Nick Olson on the False Hope of Cryonics

Olson’s article ought to give us pause to reflect on how we often think about such a resurrection, and the immortality promised us in Christ.

Our very own Nick Olson recently published an article on ThinkChristian regarding the “renewed interest (and false hope) in cryonics.” Cryonics, if you didn’t know, is the process of preserving the body — or parts of the body — at extremely cold temperatures (think -196°C) with the hopes of reviving it at a later date. Those who submit to the process are essentially hoping to cheat death, and essentially experience a sort of immortality.

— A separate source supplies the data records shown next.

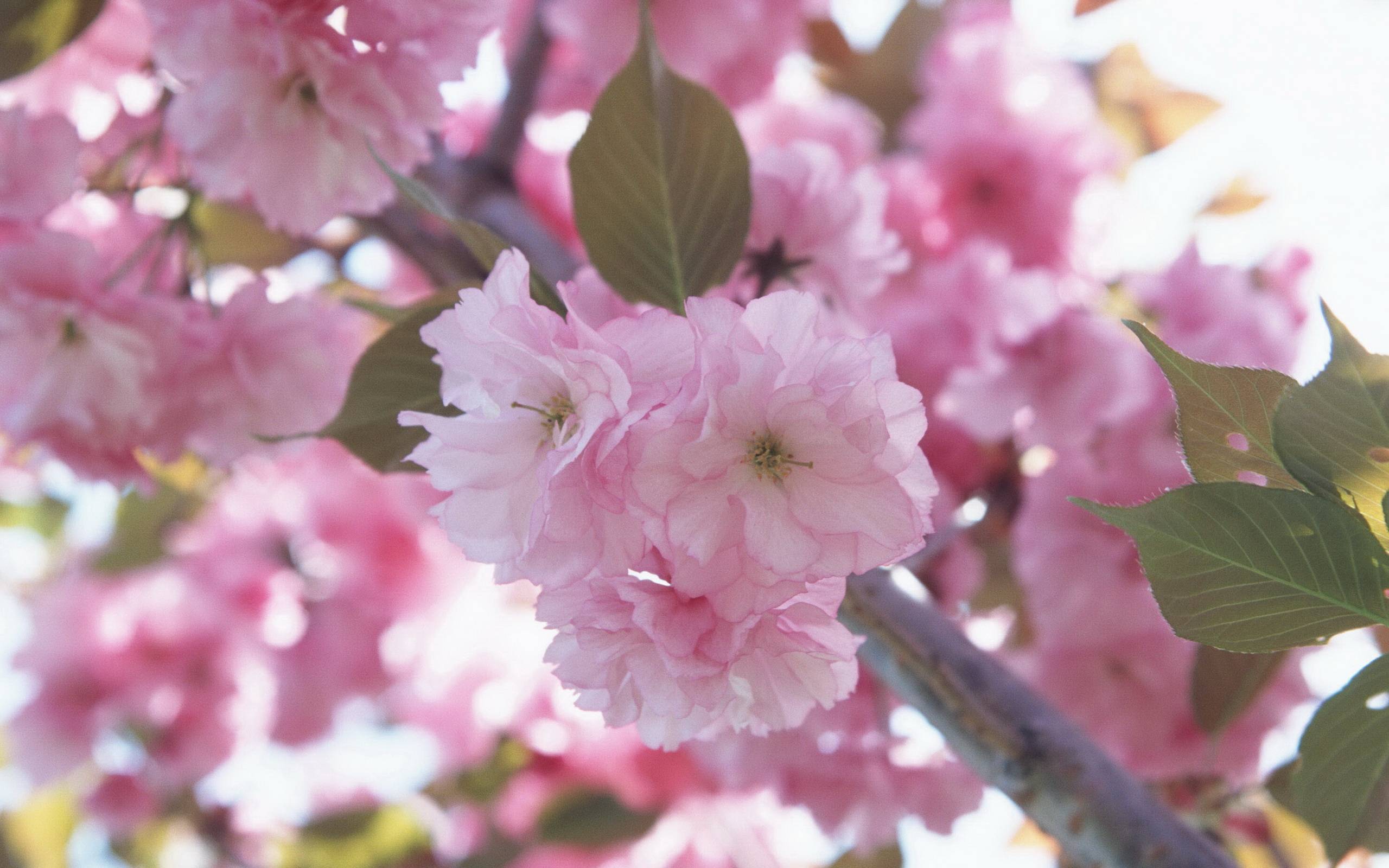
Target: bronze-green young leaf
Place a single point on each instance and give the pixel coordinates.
(661, 185)
(1224, 416)
(591, 819)
(481, 242)
(396, 373)
(1334, 432)
(1248, 569)
(1226, 684)
(31, 31)
(1341, 784)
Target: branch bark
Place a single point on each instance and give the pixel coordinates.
(482, 188)
(1100, 814)
(1017, 742)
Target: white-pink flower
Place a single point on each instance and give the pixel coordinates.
(538, 395)
(288, 113)
(817, 227)
(84, 371)
(41, 164)
(641, 652)
(269, 368)
(798, 449)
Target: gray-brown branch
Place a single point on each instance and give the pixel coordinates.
(1016, 741)
(1011, 738)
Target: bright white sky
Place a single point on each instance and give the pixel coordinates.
(1305, 116)
(1303, 85)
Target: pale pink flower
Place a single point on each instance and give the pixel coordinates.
(142, 656)
(538, 396)
(817, 227)
(967, 310)
(84, 371)
(288, 114)
(114, 46)
(641, 652)
(270, 368)
(798, 449)
(1010, 138)
(730, 46)
(857, 778)
(1131, 698)
(41, 164)
(1227, 316)
(844, 124)
(1081, 373)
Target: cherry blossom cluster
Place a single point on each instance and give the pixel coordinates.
(627, 560)
(690, 494)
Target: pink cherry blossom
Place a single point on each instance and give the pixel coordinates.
(853, 774)
(1010, 139)
(1227, 316)
(817, 227)
(730, 46)
(114, 46)
(798, 449)
(830, 118)
(85, 371)
(1106, 377)
(641, 652)
(39, 170)
(271, 368)
(289, 114)
(538, 396)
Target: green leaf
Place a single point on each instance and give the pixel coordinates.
(1224, 416)
(884, 857)
(43, 516)
(141, 524)
(370, 838)
(591, 819)
(230, 234)
(1341, 784)
(661, 185)
(1248, 569)
(481, 242)
(1224, 684)
(396, 373)
(1334, 432)
(31, 31)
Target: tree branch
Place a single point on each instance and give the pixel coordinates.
(1017, 742)
(998, 725)
(482, 188)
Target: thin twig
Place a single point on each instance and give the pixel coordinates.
(1100, 816)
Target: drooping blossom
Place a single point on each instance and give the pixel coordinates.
(539, 396)
(85, 371)
(1228, 316)
(113, 48)
(41, 160)
(643, 653)
(1055, 388)
(1010, 139)
(730, 46)
(817, 227)
(291, 114)
(799, 450)
(269, 370)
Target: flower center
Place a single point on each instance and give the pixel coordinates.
(555, 414)
(768, 457)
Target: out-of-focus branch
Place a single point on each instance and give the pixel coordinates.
(1100, 816)
(482, 188)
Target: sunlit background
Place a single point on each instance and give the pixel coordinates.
(1303, 118)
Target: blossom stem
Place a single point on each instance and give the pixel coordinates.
(1016, 741)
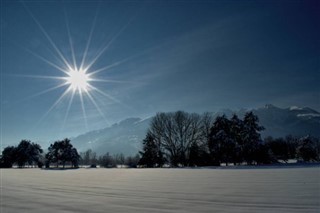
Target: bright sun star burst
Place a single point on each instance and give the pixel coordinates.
(78, 80)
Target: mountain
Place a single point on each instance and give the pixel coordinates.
(126, 136)
(123, 137)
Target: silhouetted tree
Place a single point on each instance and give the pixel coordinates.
(8, 157)
(221, 143)
(27, 152)
(132, 161)
(107, 161)
(251, 137)
(309, 149)
(151, 156)
(62, 152)
(175, 133)
(88, 157)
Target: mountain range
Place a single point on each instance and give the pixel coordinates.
(126, 136)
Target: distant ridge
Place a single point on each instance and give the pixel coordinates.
(126, 136)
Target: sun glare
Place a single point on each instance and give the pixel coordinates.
(78, 80)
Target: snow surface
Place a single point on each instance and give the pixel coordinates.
(161, 190)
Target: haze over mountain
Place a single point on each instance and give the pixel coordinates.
(126, 136)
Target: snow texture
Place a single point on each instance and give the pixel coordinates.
(161, 190)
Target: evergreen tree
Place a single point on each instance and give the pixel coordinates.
(151, 155)
(8, 157)
(251, 137)
(62, 152)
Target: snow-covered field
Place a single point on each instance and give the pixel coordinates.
(161, 190)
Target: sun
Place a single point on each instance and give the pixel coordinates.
(78, 80)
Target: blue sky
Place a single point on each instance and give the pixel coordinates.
(162, 56)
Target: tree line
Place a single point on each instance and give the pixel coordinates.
(178, 139)
(189, 139)
(28, 153)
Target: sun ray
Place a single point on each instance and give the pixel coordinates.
(70, 38)
(45, 91)
(54, 105)
(46, 35)
(89, 39)
(109, 81)
(47, 61)
(83, 111)
(97, 107)
(109, 96)
(67, 111)
(36, 76)
(108, 44)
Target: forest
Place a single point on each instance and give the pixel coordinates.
(178, 139)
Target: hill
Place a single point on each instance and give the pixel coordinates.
(126, 136)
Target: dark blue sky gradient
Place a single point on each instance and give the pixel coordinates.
(173, 55)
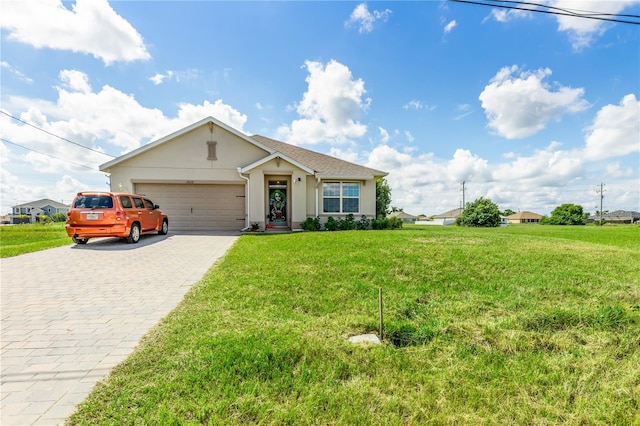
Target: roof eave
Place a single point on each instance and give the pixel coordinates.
(106, 166)
(272, 156)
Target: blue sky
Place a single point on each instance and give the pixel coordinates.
(529, 109)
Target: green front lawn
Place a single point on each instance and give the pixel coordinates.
(515, 325)
(30, 237)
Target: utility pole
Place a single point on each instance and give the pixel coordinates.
(601, 192)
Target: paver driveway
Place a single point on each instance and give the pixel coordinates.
(70, 314)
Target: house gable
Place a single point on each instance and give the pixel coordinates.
(209, 176)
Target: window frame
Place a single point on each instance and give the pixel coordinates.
(341, 197)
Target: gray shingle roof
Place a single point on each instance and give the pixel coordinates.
(619, 214)
(44, 202)
(322, 164)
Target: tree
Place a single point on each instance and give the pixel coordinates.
(565, 214)
(481, 213)
(383, 198)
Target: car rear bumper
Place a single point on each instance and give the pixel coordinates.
(85, 231)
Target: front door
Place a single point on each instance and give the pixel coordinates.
(278, 203)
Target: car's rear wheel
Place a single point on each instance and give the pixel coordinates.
(134, 234)
(165, 227)
(79, 240)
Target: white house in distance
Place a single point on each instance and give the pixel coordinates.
(446, 218)
(211, 177)
(33, 209)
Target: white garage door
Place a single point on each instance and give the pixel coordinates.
(199, 207)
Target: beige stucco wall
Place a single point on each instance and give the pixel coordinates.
(184, 160)
(367, 198)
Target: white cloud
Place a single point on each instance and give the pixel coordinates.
(106, 120)
(504, 15)
(19, 74)
(384, 135)
(365, 19)
(463, 110)
(520, 104)
(159, 78)
(347, 155)
(413, 104)
(615, 130)
(547, 166)
(450, 26)
(330, 108)
(583, 31)
(49, 24)
(540, 181)
(75, 80)
(616, 170)
(178, 76)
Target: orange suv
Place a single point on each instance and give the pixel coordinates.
(111, 214)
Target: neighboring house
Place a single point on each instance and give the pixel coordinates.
(524, 217)
(45, 206)
(211, 177)
(405, 217)
(446, 218)
(618, 216)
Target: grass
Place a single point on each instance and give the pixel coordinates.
(516, 325)
(27, 238)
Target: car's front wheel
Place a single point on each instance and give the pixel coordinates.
(134, 234)
(165, 228)
(79, 240)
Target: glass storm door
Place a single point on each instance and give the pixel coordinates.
(278, 202)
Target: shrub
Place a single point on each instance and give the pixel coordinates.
(481, 213)
(363, 224)
(331, 224)
(395, 222)
(565, 214)
(347, 224)
(43, 218)
(311, 224)
(59, 217)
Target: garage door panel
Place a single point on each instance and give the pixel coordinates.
(199, 207)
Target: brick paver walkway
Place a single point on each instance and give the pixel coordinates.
(70, 314)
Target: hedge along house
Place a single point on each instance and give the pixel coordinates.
(211, 177)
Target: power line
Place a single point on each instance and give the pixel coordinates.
(54, 135)
(543, 8)
(48, 155)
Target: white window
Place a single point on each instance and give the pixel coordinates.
(340, 197)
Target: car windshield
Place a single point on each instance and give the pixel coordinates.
(94, 202)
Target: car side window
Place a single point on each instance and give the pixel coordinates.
(138, 202)
(126, 202)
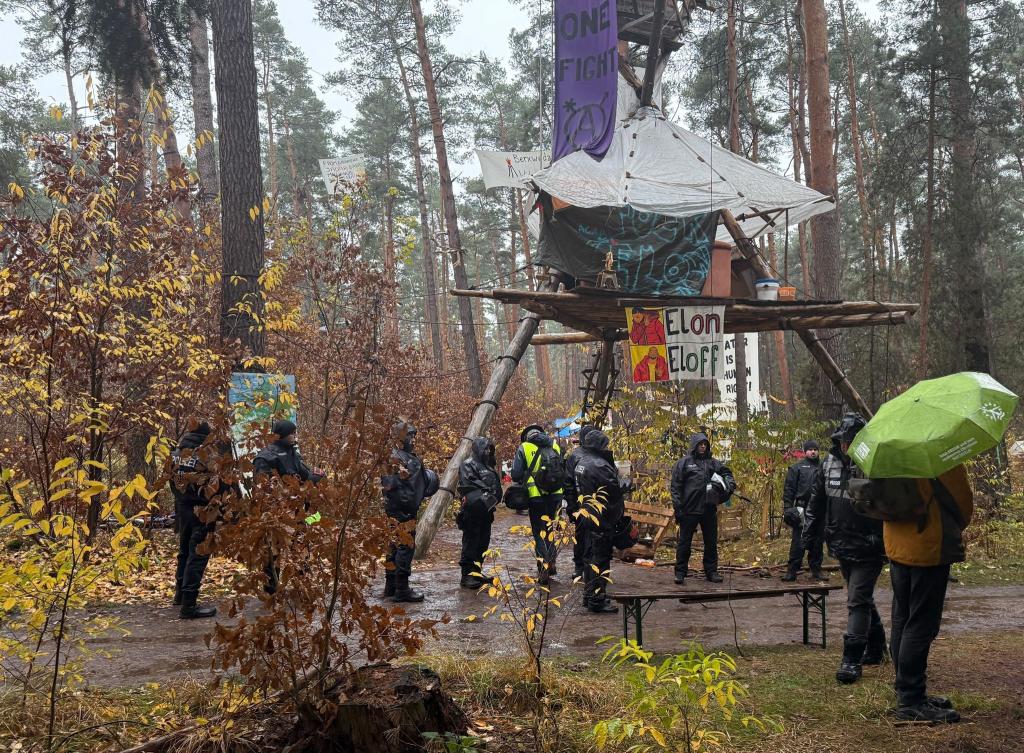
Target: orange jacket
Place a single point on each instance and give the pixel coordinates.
(940, 540)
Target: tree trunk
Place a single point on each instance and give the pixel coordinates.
(206, 155)
(824, 227)
(926, 233)
(739, 350)
(968, 229)
(429, 281)
(448, 200)
(241, 174)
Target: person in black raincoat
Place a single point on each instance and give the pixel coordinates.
(193, 488)
(542, 504)
(595, 476)
(282, 458)
(572, 502)
(699, 484)
(857, 543)
(404, 489)
(480, 488)
(800, 480)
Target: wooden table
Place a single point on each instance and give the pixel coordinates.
(636, 603)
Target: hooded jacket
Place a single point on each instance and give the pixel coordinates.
(538, 438)
(406, 489)
(800, 482)
(282, 458)
(690, 478)
(849, 535)
(477, 476)
(939, 539)
(595, 471)
(193, 484)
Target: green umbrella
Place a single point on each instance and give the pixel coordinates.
(934, 426)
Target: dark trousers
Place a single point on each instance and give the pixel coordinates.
(862, 617)
(546, 505)
(580, 547)
(192, 565)
(476, 520)
(919, 595)
(815, 553)
(596, 562)
(709, 530)
(401, 555)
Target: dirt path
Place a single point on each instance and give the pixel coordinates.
(161, 647)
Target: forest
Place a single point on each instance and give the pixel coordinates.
(188, 294)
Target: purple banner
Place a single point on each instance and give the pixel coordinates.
(586, 76)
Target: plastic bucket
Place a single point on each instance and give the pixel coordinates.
(767, 289)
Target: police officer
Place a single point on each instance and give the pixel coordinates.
(542, 504)
(856, 542)
(190, 487)
(799, 486)
(572, 501)
(404, 489)
(699, 484)
(481, 491)
(282, 458)
(596, 478)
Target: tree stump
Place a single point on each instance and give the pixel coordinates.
(385, 709)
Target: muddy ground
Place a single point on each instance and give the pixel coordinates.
(161, 647)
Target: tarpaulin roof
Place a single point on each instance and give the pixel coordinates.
(654, 165)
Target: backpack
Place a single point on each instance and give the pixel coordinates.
(887, 499)
(550, 474)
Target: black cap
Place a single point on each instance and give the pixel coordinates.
(283, 427)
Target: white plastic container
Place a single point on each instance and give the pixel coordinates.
(767, 289)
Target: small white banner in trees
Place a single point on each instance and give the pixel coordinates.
(511, 169)
(676, 342)
(339, 170)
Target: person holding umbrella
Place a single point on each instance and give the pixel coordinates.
(856, 542)
(926, 434)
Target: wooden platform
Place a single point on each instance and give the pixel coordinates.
(600, 314)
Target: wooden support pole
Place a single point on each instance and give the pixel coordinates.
(745, 246)
(653, 54)
(478, 424)
(834, 372)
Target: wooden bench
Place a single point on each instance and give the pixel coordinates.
(635, 604)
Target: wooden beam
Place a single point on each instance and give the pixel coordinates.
(653, 54)
(834, 372)
(479, 422)
(745, 246)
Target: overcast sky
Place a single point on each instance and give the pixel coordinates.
(485, 26)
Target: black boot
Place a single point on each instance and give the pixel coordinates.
(189, 611)
(402, 593)
(876, 651)
(849, 668)
(928, 713)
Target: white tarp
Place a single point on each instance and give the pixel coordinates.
(511, 169)
(656, 166)
(347, 168)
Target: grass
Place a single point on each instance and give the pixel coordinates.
(795, 685)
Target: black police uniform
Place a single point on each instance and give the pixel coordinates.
(481, 491)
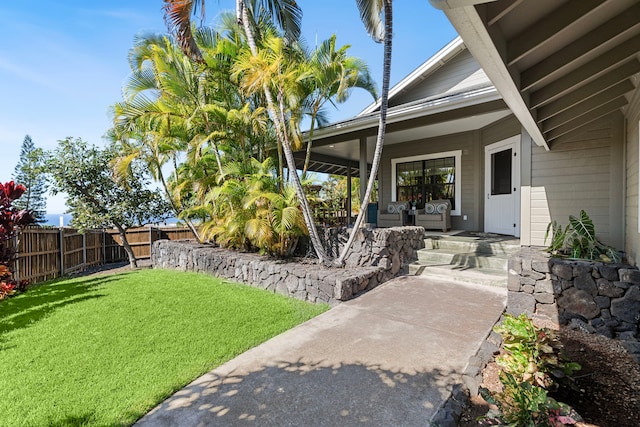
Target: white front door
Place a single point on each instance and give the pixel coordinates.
(502, 187)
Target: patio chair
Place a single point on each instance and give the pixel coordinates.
(435, 215)
(393, 216)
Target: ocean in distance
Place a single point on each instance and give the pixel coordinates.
(56, 221)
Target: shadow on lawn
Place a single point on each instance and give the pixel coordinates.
(23, 310)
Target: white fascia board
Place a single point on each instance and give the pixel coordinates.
(472, 30)
(427, 68)
(452, 4)
(397, 114)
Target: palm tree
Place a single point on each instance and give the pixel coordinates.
(334, 74)
(370, 13)
(287, 15)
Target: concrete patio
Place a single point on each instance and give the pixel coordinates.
(392, 356)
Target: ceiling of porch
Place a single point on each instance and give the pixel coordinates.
(337, 147)
(559, 64)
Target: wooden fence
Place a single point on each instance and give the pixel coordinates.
(45, 253)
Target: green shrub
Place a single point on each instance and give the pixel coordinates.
(531, 366)
(578, 240)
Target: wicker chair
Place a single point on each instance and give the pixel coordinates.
(393, 216)
(436, 215)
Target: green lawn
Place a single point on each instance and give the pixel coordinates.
(104, 350)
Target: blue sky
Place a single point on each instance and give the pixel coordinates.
(62, 63)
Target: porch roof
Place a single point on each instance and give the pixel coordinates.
(337, 145)
(559, 65)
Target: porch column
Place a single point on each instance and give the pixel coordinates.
(363, 172)
(525, 188)
(348, 205)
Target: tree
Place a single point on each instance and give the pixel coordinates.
(95, 196)
(287, 15)
(28, 172)
(370, 13)
(333, 75)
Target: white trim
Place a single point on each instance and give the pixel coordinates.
(513, 142)
(469, 25)
(458, 185)
(414, 110)
(423, 71)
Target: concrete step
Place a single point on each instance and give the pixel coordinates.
(438, 257)
(470, 244)
(484, 277)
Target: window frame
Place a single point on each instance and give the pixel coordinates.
(457, 154)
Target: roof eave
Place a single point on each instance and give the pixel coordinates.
(397, 114)
(465, 19)
(430, 66)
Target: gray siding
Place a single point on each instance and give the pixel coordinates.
(461, 72)
(632, 228)
(468, 142)
(582, 172)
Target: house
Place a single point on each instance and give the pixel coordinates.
(531, 115)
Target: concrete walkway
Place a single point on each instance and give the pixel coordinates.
(388, 358)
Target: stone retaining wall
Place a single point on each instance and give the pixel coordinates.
(603, 297)
(378, 255)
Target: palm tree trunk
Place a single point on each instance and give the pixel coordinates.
(133, 262)
(286, 147)
(307, 157)
(384, 102)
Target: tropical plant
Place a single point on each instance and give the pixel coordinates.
(11, 219)
(532, 364)
(578, 240)
(28, 172)
(370, 13)
(96, 197)
(286, 15)
(249, 211)
(333, 75)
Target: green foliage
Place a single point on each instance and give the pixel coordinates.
(95, 195)
(250, 212)
(11, 219)
(578, 240)
(106, 349)
(532, 354)
(29, 173)
(531, 366)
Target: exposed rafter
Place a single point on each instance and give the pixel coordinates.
(543, 31)
(614, 77)
(566, 55)
(500, 8)
(584, 119)
(587, 72)
(588, 104)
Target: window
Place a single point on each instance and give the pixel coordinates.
(429, 177)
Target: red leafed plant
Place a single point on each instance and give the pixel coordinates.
(11, 220)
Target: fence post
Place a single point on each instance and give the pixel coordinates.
(61, 251)
(84, 251)
(16, 242)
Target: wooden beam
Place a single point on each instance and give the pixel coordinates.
(500, 8)
(609, 79)
(587, 72)
(587, 105)
(601, 111)
(566, 55)
(543, 30)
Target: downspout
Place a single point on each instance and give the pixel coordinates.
(624, 185)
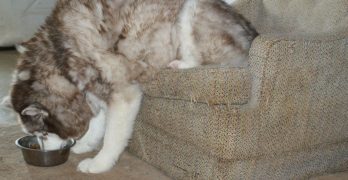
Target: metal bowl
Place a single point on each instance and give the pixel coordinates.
(43, 158)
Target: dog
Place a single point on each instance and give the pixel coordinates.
(79, 76)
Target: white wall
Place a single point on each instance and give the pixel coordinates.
(19, 19)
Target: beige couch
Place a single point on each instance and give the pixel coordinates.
(283, 117)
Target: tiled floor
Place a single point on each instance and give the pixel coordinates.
(12, 165)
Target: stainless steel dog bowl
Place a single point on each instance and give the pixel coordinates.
(42, 158)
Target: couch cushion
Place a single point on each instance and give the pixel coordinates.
(208, 85)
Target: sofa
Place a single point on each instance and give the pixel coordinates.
(285, 116)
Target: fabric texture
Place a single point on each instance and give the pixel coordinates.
(282, 117)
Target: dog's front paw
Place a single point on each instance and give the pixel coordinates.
(81, 148)
(180, 64)
(94, 165)
(174, 64)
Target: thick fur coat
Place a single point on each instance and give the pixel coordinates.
(78, 76)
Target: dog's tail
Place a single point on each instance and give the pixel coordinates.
(230, 2)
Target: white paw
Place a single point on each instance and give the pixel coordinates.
(80, 148)
(180, 64)
(94, 165)
(174, 64)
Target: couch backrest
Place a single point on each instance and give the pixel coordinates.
(296, 17)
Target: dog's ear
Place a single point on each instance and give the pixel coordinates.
(35, 111)
(6, 102)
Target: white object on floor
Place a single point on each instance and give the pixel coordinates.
(20, 19)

Such attempts may seem foolish to Christians, since we believe in both a bodily and spiritual resurrection. However, Olson’s article ought to give us pause to reflect on how we often think about such a resurrection, and the immortality promised us in Christ. He writes:

A confession: if I thought God’s Kingdom was going to be a spiritual eternity of higher-conscience floating around, I’d probably hope against hope for cryonics, too. Indeed, there’s something inherently dissatisfying about these mythical visions of a disembodied afterlife, and I think that “something” is the negative connotations it provokes about created existence itself. It implies a pronouncement of Heaven defined in wholly escapist terms. This implicitly negative pronouncement runs counter to a holy judgment on created existence rendered from the beginning: “It is good.”

What’s more, cryonics — even if were successful, and so far, there’s no real evidence that is successful — fails to address a deeper issue (emphasis mine).

[I]nterest in cryopreservation isn’t just the natural desire for bodily immortality. It’s also representative of an imaginative investment in avoiding mortality in both word and deed. Absent the confessed need for the Physician and the spiritual transformation He brings, cryonics is an unwitting quest to preserve ourselves as we are in our spiritual impoverishment. Part of our collective existential plight is the day-to-day refusal to think about death’s impending doom and why it hovers over our collective conscience. We fill our daily lives with all manner of distraction from this reality — including the prospect of literally avoiding death via cryopreservation. But our unwillingness to face the inevitable is a willful ignorance which produces a false reality wherein certain spiritual and moral questions are rendered avoidable.

The interest in cryonics is yet another example of how things that were, for so many years, considered the domain of sci-fi, are making inroads into the cultural consciousness, and will likely present growing challenges to long-standing notions regarding human existence.